In the complexity of each moment of time, one can find inspiration or contemplation. One can even find themselves drawn back to earlier moments through a variety of reflection points, recalling the mood from a past moment in time. It is precisely these kinds of reflections that inspired Franck Martin to complete his next album “Passages.” It all started with the picture found on the front cover, along with the mood at that moment. Martin had experienced a health scare earlier in the year, during which he thought about his own mortality. With the challenges of the pandemic, working from home, the reality became clear that the only thing that does not change is change. Looking at the picture, the sun passing through the clouds, reflections on the water, it is the perfect imagery for Passages.

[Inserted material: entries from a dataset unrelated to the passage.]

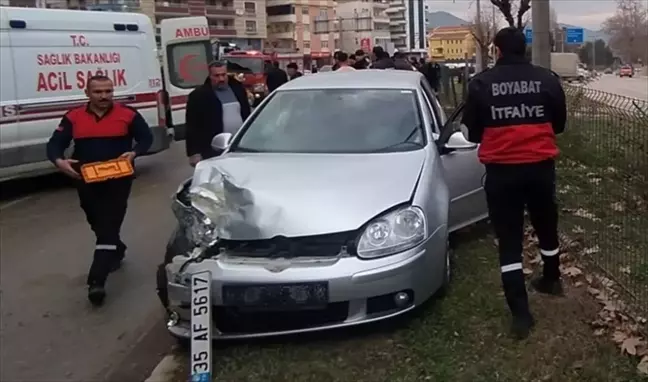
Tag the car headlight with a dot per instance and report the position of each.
(392, 233)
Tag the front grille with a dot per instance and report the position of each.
(291, 247)
(236, 320)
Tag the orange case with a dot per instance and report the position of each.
(101, 171)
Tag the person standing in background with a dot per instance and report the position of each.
(275, 77)
(343, 61)
(293, 71)
(515, 110)
(219, 105)
(101, 130)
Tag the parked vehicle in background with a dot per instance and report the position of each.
(47, 57)
(626, 71)
(281, 264)
(252, 66)
(566, 66)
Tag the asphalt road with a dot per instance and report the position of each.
(636, 87)
(49, 332)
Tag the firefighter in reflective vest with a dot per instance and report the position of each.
(515, 110)
(101, 130)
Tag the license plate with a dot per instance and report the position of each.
(201, 359)
(276, 296)
(101, 171)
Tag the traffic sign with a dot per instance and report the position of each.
(528, 33)
(574, 35)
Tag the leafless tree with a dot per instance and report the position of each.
(508, 9)
(628, 29)
(483, 32)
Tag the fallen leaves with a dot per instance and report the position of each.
(615, 318)
(642, 368)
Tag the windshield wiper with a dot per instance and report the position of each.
(404, 144)
(244, 150)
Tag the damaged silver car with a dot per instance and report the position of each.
(330, 207)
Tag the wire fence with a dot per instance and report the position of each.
(602, 184)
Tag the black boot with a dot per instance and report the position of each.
(119, 257)
(548, 286)
(96, 294)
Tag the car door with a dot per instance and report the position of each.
(464, 174)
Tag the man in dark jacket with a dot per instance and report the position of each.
(432, 72)
(515, 111)
(293, 71)
(381, 59)
(219, 105)
(275, 77)
(401, 62)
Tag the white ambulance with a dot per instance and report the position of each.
(47, 55)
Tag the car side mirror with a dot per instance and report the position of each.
(221, 141)
(458, 142)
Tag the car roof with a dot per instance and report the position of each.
(359, 79)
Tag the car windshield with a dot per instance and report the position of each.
(245, 64)
(335, 121)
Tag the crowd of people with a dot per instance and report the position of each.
(343, 61)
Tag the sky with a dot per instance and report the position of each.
(584, 13)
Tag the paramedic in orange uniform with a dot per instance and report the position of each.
(101, 130)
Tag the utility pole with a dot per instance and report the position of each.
(541, 20)
(479, 64)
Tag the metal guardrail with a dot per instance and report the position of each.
(602, 184)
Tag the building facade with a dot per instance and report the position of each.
(408, 25)
(363, 24)
(291, 23)
(452, 44)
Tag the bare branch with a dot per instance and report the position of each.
(505, 7)
(525, 5)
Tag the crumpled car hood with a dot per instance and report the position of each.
(260, 196)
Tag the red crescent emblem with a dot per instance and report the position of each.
(188, 68)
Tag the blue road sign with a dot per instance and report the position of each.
(528, 33)
(574, 36)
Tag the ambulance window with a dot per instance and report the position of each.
(188, 63)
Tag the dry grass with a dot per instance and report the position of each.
(459, 338)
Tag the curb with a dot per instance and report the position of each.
(165, 370)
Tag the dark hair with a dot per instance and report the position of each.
(217, 64)
(511, 42)
(97, 78)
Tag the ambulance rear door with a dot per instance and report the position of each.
(186, 53)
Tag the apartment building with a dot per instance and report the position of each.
(363, 24)
(452, 44)
(291, 23)
(408, 25)
(242, 22)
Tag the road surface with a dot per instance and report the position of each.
(49, 331)
(636, 87)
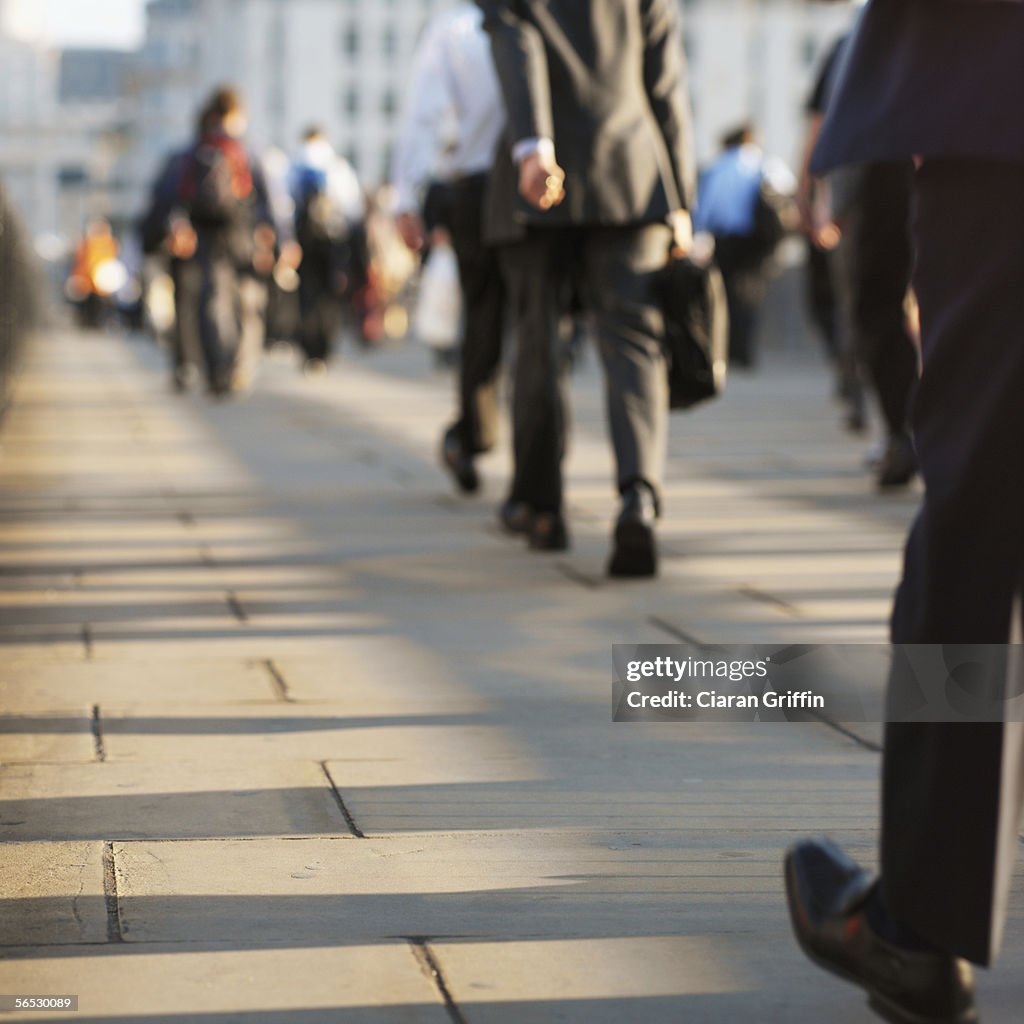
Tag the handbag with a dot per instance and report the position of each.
(696, 332)
(438, 307)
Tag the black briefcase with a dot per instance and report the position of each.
(696, 332)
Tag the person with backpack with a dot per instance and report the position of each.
(222, 193)
(330, 214)
(740, 203)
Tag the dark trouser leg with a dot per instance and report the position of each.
(187, 278)
(881, 261)
(744, 287)
(821, 301)
(621, 266)
(483, 298)
(219, 314)
(536, 269)
(316, 304)
(951, 792)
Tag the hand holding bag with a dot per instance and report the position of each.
(696, 332)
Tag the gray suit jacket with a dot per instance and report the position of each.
(606, 81)
(929, 78)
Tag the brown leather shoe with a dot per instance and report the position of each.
(826, 893)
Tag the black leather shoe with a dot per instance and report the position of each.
(515, 517)
(548, 532)
(899, 464)
(634, 552)
(459, 465)
(826, 894)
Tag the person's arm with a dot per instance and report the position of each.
(522, 72)
(155, 223)
(665, 81)
(428, 99)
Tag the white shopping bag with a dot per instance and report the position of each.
(438, 306)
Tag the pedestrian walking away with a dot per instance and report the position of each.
(454, 81)
(329, 214)
(221, 189)
(911, 84)
(583, 189)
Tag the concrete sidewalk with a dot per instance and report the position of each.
(291, 734)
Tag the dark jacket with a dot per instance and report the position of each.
(929, 78)
(606, 81)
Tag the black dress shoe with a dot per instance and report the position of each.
(548, 532)
(459, 465)
(634, 551)
(899, 464)
(827, 893)
(515, 517)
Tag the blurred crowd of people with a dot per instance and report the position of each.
(262, 249)
(520, 249)
(545, 172)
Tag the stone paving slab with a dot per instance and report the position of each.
(52, 894)
(380, 984)
(284, 581)
(173, 800)
(51, 737)
(29, 685)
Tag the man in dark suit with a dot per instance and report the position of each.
(941, 80)
(594, 172)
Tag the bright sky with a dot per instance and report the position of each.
(82, 23)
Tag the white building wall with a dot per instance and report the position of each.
(343, 64)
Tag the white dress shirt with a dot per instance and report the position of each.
(454, 115)
(342, 185)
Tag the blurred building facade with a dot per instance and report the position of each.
(65, 124)
(337, 64)
(83, 133)
(757, 60)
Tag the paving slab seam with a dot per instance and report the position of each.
(97, 733)
(115, 932)
(88, 646)
(755, 594)
(278, 681)
(237, 607)
(427, 960)
(573, 574)
(675, 631)
(340, 801)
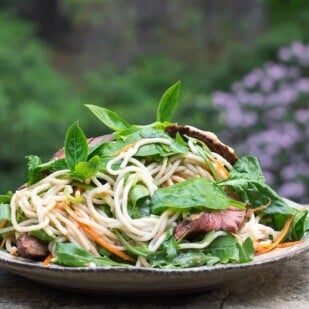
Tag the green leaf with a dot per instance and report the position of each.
(42, 235)
(88, 169)
(168, 103)
(75, 146)
(225, 248)
(195, 192)
(5, 212)
(111, 119)
(69, 254)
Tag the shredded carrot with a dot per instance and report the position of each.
(97, 238)
(290, 243)
(3, 223)
(260, 249)
(224, 173)
(47, 260)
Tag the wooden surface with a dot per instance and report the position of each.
(283, 286)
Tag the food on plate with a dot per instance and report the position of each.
(159, 195)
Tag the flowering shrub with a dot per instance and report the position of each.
(267, 114)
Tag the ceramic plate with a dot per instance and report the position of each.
(146, 280)
(133, 280)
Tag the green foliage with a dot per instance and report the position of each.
(34, 101)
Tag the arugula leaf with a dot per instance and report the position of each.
(225, 248)
(69, 254)
(38, 170)
(111, 119)
(87, 169)
(195, 192)
(42, 235)
(168, 103)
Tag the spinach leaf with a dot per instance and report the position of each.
(111, 119)
(42, 235)
(225, 248)
(69, 254)
(184, 259)
(168, 103)
(87, 169)
(195, 192)
(38, 170)
(75, 146)
(247, 181)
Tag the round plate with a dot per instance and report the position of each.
(136, 280)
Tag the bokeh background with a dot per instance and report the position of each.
(244, 66)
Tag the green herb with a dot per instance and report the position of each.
(75, 146)
(69, 254)
(111, 119)
(192, 193)
(168, 103)
(42, 235)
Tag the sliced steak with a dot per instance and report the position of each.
(30, 247)
(228, 220)
(209, 138)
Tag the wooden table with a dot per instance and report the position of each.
(283, 286)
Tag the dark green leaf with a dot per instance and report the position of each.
(168, 103)
(196, 192)
(75, 146)
(69, 254)
(225, 248)
(5, 212)
(42, 235)
(111, 119)
(88, 169)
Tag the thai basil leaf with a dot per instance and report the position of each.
(168, 103)
(195, 192)
(5, 212)
(246, 251)
(69, 254)
(42, 235)
(38, 170)
(75, 146)
(111, 119)
(225, 248)
(87, 169)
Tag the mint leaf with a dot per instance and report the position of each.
(111, 119)
(168, 103)
(75, 146)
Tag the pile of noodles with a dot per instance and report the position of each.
(56, 205)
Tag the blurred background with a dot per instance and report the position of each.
(244, 67)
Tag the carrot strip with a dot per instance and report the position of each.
(97, 238)
(260, 249)
(47, 260)
(290, 243)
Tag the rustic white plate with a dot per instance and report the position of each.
(146, 280)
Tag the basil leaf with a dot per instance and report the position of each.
(195, 192)
(168, 103)
(75, 146)
(111, 119)
(87, 169)
(5, 212)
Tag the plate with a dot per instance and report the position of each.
(132, 280)
(145, 280)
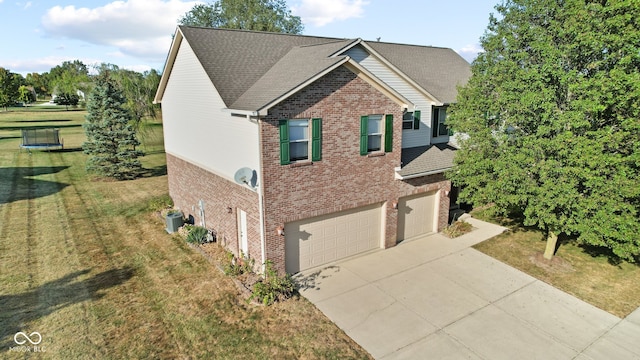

Passages was created through the evolution of a patch Martin has been using, for shows like Modular World, and the NPR Tiny Desk Contest. Recorded in quad using a mix of Buchla and Moog synths and later processed as a Dolby Atmos release featuring 1080p video of the mountainous Pacifica skyline and available as a 48kHz / 24-bit MP4 download. Alternatively, a 5.1 mix is also available as 48kHz / 24-bit FLAC, plus the seamless nine part piece also has been bounced down to binaural stereo, best for headphone listening and available as a lossless audio download.
From an immersionist standpoint, Martin’s mixes are absolutely stellar and completely engaging. He continually moves elements around the room as the piece evolves, making excellent use of the space between the four speakers. In a perfect tapestry of sound, Martin rotates pulsating and meandering elements clockwise, filling every nook and cranny along the way.
In the earliest parts of the ongoing suite of music, listeners will hear crackling sounds bubbling and bursting from all corners. On one’s first listen, they may be concerned that their hi-fi system is at fault, or the digital file has been corrupted. Of course, this is not the case, instead the crackling is truly the essence and unique characteristic of Martin’s music. Listeners have been placed into a very unique soundscape that one could classify as truly weird or even consider it a movie soundtrack. Regardless of how one classifies Passages, it goes far beyond the realm that we live in, creating an aural journey unlike any other listeners have probably heard.
What I find comforting about Passages, is how it constantly evolves with a pulsating stationary heartbeat upfront, while other parts bubble and circulate around the space. It is difficult to describe the sounds, some of which could be considered akin to sirens, and others as gurgling liquids, heated popping, rumbling earthquake, and the like.
Martin’s music does not find melody, rather it finds the world of noise. Not specifically distorted nor thrashing, instead it offers a quietness, yet an edge that is engaging. In one segment a synthesizer swoops down, continually rotating around the room, becoming louder and softer as it moves from the front to the back across the back speakers, and then returns up to the front to start around the clock once again.
As we get further into the piece, scary voice like sounds shutter the senses from the distance, calling from all corners, plus other elements shoot across the soundscape in a reflective manner. Martin truly is an expert at using the quadscape and his move into Dolby Atmos has allowed a larger audience from the streaming world to enjoy his special form of music.
I found Passages to be the kind of release where aural discovery occurs with each listen. Even though the music is not extremely dense, instead there are subtleties that one may simply miss on the first listen. Thus, Passages not only evolves as one listens, but it also evolves through multiple listens.
For those seeking to be immersed and filled with ear candy all in a tapestry of sound, Passages is absolutely the album. This is the kind of space where one can kick back and know that the artist will fill their mind with an auralscape that constantly changes.
released March 4, 2022
Dolby Atmos 48kHz / 24-bit MP4 download, 5.1 48kHz / 24-bit AIF download, and binaural stereo download. Also available for streaming.